The aim of the initiative is to help more young people access employment based training towards national qualifications, and Modern Apprenticeships is proving very effective at doing just that.

As at 30 June 2002, BITO had 165 Modern Apprentices.

Appointed as a Modern Apprenticeships co-ordinator, BITO has the role of facilitating the apprenticeship process. They liaise between employers, ITOs, training providers, and support the employment process. The Modern Apprenticeship co-ordinator plays a pivotal role in the apprenticeship partnership.

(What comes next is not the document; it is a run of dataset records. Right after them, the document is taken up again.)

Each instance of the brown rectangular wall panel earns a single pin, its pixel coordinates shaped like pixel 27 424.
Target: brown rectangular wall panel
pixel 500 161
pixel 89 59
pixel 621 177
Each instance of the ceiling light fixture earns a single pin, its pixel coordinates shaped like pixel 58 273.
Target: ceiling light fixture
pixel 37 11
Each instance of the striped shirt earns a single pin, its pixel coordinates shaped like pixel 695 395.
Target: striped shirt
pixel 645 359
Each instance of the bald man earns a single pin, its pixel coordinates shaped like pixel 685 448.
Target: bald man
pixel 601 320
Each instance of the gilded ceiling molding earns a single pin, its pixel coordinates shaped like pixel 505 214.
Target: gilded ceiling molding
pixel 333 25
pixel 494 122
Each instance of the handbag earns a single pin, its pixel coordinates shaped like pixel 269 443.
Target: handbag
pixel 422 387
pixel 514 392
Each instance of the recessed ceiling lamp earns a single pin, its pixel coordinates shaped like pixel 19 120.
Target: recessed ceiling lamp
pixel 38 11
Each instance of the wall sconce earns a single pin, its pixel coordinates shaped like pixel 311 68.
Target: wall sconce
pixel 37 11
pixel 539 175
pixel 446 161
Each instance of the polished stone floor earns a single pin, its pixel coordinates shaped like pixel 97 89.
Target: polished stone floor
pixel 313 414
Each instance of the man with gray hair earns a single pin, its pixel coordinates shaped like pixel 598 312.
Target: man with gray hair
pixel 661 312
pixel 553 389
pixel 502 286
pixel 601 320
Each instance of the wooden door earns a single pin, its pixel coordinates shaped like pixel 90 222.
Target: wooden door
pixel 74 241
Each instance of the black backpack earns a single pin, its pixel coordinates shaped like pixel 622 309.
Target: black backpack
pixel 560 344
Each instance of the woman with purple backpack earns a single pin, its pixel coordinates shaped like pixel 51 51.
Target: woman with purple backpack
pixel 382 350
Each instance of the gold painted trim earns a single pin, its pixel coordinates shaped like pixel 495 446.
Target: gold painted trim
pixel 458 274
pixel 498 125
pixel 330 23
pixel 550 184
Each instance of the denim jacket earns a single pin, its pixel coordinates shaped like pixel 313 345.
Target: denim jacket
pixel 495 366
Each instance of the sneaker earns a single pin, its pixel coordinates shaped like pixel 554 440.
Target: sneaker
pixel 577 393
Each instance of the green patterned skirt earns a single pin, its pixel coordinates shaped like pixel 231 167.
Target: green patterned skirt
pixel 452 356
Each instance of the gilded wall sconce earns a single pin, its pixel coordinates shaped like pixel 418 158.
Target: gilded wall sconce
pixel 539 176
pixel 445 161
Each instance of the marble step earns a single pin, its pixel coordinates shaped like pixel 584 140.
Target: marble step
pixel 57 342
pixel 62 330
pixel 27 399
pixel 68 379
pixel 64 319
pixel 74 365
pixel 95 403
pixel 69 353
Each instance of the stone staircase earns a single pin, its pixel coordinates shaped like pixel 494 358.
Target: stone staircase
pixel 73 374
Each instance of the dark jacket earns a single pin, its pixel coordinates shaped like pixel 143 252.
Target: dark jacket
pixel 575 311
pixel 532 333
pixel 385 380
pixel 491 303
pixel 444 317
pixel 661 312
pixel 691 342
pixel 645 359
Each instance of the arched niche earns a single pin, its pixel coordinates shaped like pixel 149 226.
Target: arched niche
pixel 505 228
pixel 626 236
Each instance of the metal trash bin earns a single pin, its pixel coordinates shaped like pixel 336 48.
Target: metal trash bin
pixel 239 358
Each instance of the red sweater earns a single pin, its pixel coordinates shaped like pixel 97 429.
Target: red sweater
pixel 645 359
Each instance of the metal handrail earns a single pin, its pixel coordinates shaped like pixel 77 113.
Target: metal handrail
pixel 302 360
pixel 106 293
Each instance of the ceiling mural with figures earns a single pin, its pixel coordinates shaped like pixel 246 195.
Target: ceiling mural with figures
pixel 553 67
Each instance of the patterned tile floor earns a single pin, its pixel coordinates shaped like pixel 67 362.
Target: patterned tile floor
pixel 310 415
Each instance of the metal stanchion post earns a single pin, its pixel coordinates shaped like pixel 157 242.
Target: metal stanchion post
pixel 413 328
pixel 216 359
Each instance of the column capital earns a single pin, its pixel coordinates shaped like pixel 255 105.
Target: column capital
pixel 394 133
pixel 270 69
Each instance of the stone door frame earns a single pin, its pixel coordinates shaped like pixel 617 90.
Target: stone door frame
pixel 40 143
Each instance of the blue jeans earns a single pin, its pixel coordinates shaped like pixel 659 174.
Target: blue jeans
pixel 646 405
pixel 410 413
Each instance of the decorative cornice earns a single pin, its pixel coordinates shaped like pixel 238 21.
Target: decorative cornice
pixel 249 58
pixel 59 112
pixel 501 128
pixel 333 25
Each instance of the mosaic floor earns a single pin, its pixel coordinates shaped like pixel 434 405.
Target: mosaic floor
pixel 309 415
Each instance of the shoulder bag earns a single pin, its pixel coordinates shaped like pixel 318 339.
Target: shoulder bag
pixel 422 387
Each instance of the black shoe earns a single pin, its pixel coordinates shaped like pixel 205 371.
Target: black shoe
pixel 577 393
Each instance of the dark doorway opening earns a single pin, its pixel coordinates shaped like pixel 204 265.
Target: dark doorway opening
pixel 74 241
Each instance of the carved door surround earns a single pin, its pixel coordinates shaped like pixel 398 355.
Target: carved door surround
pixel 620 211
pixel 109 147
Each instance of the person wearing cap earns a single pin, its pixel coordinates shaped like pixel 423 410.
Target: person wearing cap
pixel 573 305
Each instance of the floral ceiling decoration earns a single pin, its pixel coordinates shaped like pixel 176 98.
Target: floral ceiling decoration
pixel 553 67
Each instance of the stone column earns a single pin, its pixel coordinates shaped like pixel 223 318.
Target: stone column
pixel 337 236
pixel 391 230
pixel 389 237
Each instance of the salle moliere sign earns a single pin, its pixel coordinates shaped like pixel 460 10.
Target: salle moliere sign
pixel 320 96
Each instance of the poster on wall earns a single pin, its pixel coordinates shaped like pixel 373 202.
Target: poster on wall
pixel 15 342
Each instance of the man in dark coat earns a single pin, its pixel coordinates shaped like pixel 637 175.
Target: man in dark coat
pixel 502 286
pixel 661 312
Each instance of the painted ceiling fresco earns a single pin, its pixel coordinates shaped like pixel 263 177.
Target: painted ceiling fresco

Growth of Modern Apprenticeship Numbers

In fact, the number of Modern Apprentices has grown to such an extent that BITO has now appointed a second full-time Field Officer to support the on-job training and assessment requirements of the training.

Such growth is reflected in Modern Apprentices nationwide – there are more than 3 800 Modern Apprentices in training right now. Government’s aim to have 6 000 Modern Apprentices in training by December 2003 is well on the way to being achieved.

Acknowledgement for this achievement has to go to the industries themselves, for being prepared to take on a Modern Apprentice, the fine work of the co-ordinators, and the apprentices, for taking advantage of this alternative learning opportunity.


Graduates, you are sailing on the crest of an exciting new phase in your lives.

The discipline and hard work that has helped you achieve your National Certificates has shown what you are capable of. Can I encourage you – please don’t stop here. Continue to reach out for even more challenges and knowledge and growth – for your own development and satisfaction as much as for the progress and development of your chosen field.